Des caméras qui s’entrechoquent, une bataille pour accrocher les micros-cravates et la cohue dans les couloirs de l’Ehpad Sainte-Catherine Labouré… Si Dieu lui avait prêté la vue, Soeur André aurait peutêtre été effrayée, ce mardi matin, de constater qu’une nuée de journalistes s’était pressée à sa rencontre.
Mais du haut de ses 118 ans, la toute nouvelle doyenne de l’humanité est aveugle depuis longtemps. Et une fois annoncés les médias venus l’interviewer, ainsi que la présence du maire de Toulon Hubert Falco, une telle attention a plutôt semblé amuser celle qui domine aujourd’hui le classement des supercentenaires.
« Une fierté et un désastre »
C’est de sa voix fébrile mais claire que la religieuse à l’éternel foulard bleu, la tête légèrement penchée dans son fauteuil roulant, s’est plu à répondre aux questions qui lui étaient posées. Comment va-t-elle ? « Ce n’est pas beau d’être vieux. J’aimais m’occuper des autres… » Ce que ça lui fait d’être la femme la plus âgée du monde depuis le décès de Kane Tanaka, son aînée japonaise de treize mois ? « Une fierté et en même temps, un désastre : je voudrais tant rendre aux autres ce qu’ils m’ont donné. » Comment accueille-t-elle le fait que la planète entière paraît tout à coup s’être éprise d’elle ? « Oulala… » Ainsi va Soeur André : pour elle, le paradis, c’est les autres. Les nécessiteux dont elle s’est occupée sa vie durant. Jusqu’à ses 109 ans où, dans un Ehpad en Savoie, elle continuait de prendre soin de ses copensionnaires.
Et quand on lui demande de fouiller un peu dans ses souvenirs, elle cite spontanément « les orphelins » qu’elle a aidés dans un lointain passé. Puis son frère aîné, dont elle a pris le nom au moment d’entrer dans les ordres. «Il m’adorait, et moi aussi… Mais il est mort », annoncet-elle malicieuse, à l’assemblée. Avant de délivrer au monde un message aussi pur que son âme : « Que les gens s’entraident et s’aiment, au lieu de se haïr »
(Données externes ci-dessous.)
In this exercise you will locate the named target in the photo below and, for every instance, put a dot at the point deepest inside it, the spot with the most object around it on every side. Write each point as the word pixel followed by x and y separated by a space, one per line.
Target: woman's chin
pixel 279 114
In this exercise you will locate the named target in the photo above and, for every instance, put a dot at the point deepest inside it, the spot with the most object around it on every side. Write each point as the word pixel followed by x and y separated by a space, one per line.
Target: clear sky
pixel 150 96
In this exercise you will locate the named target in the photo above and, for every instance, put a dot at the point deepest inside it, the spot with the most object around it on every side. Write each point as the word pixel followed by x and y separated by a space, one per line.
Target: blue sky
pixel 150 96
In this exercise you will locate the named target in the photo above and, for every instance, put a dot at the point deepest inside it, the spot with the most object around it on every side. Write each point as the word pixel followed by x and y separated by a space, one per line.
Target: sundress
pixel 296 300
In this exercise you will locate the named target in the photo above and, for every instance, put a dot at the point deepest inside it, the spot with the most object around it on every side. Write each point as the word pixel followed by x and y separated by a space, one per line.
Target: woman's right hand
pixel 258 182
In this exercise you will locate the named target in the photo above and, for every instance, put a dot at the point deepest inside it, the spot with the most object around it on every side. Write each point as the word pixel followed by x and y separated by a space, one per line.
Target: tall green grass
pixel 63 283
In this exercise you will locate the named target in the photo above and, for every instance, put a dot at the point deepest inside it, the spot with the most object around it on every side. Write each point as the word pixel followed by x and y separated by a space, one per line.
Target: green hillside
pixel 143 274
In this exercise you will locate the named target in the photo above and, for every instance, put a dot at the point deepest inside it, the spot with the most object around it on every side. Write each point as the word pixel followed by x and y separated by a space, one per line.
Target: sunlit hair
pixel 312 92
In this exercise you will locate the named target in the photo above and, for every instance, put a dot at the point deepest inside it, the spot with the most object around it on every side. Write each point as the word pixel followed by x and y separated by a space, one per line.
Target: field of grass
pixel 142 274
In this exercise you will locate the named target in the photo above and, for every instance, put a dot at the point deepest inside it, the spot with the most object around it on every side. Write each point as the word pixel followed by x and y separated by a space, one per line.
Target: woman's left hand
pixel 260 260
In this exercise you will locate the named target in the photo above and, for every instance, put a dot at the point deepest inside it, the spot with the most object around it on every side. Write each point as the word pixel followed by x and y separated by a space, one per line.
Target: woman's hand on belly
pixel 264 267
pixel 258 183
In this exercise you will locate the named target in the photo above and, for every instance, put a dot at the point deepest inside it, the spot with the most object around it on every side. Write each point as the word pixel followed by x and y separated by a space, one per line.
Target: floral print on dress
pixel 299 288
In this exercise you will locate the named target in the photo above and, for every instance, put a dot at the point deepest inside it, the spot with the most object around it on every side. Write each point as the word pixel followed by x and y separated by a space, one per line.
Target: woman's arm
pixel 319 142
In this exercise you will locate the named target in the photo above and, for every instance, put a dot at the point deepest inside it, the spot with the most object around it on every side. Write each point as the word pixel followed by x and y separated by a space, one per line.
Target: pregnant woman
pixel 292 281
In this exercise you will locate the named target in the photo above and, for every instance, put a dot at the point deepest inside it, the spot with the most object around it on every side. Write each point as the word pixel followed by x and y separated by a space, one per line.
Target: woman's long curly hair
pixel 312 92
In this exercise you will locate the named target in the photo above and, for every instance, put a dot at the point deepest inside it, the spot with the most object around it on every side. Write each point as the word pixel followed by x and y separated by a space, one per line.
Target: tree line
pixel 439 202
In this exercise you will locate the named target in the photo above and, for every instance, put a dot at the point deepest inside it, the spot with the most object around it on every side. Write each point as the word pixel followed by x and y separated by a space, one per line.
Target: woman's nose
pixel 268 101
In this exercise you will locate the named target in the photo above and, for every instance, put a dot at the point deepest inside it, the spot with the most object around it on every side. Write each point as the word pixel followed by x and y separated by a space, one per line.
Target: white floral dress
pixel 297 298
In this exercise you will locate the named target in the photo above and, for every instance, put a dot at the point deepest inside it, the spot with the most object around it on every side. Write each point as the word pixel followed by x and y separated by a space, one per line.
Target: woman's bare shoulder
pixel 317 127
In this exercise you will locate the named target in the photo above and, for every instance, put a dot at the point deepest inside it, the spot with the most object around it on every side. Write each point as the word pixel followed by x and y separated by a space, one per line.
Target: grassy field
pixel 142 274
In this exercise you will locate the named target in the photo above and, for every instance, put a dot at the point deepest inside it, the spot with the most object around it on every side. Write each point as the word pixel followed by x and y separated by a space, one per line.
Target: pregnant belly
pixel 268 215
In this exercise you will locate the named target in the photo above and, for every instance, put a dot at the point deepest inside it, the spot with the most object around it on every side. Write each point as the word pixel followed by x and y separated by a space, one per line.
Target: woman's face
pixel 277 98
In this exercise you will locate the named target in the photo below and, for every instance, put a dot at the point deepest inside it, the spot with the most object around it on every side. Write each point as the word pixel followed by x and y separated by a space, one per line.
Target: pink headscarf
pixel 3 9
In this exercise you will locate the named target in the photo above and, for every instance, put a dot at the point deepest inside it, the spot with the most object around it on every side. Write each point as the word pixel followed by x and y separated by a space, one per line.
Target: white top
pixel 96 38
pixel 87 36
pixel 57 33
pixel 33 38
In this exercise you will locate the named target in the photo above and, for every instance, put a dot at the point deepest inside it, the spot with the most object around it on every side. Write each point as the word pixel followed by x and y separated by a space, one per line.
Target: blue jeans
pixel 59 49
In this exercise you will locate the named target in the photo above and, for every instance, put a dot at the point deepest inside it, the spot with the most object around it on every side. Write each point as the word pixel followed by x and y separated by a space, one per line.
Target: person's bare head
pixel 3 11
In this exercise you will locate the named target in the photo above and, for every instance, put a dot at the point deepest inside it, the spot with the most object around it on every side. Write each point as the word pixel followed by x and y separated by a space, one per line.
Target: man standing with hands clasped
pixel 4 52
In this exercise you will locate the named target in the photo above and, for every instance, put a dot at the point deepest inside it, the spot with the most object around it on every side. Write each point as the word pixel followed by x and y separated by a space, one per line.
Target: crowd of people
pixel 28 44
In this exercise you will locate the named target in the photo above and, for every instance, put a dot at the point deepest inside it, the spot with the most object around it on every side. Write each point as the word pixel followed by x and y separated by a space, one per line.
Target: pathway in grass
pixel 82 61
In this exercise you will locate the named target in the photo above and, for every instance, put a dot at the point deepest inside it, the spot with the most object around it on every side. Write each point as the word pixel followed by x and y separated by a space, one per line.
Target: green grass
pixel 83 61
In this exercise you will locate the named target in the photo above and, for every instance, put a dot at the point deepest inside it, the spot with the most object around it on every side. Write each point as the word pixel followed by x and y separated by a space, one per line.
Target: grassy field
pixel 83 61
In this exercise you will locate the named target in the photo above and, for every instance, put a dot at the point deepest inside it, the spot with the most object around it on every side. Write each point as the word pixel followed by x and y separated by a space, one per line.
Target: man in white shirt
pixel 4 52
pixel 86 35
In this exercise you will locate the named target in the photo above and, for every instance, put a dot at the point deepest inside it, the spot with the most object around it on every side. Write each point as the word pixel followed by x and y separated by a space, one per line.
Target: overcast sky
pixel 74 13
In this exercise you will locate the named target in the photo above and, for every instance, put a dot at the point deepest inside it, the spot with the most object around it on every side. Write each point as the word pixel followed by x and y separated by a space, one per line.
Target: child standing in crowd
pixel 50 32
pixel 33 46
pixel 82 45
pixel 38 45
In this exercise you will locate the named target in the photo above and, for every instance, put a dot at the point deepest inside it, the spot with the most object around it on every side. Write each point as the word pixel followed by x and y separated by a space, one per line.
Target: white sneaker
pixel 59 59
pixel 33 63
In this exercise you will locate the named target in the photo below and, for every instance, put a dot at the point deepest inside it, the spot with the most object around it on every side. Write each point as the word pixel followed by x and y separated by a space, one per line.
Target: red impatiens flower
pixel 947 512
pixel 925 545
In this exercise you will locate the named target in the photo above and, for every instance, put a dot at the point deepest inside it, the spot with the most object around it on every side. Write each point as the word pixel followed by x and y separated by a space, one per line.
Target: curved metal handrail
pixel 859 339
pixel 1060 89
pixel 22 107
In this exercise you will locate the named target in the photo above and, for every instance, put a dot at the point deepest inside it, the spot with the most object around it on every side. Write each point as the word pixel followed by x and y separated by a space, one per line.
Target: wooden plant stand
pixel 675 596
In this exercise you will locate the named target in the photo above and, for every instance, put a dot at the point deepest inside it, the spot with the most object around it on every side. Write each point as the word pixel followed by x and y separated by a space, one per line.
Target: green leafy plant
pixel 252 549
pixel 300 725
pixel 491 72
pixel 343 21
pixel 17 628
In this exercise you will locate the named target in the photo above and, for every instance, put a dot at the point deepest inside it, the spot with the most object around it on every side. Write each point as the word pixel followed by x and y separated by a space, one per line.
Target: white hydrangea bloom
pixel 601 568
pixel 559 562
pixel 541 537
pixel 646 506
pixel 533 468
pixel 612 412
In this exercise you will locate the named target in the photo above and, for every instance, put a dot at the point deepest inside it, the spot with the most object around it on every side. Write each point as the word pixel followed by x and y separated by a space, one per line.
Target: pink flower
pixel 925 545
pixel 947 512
« Elle adore être entourée »
Cette matinée printanière est visiblement de celles qui réchauffent le coeur de Soeur André, pas avare de mots. « Parfois la vie est une joie pour elle ; parfois c’est très lourd et elle trouve que les journées n’en finissent pas », explique Soeur Thérèse, la « jeunette » de 89 ans chargée de l’emmener quotidiennement à la messe de 11 heures. Être entourée des Filles de la Charité, sa congrégation, fait partie des plaisirs qui la maintiennent. Tout comme sa légendaire gourmandise, son petit verre de rouge ou les marques d’attention à son égard. « Si demain elle me dit qu’elle ne veut plus voir personne, on arrête tout. Mais il ne faut pas croire, elle adore ça », sourit David Tavella, responsable de la communication de l’établissement toulonnais.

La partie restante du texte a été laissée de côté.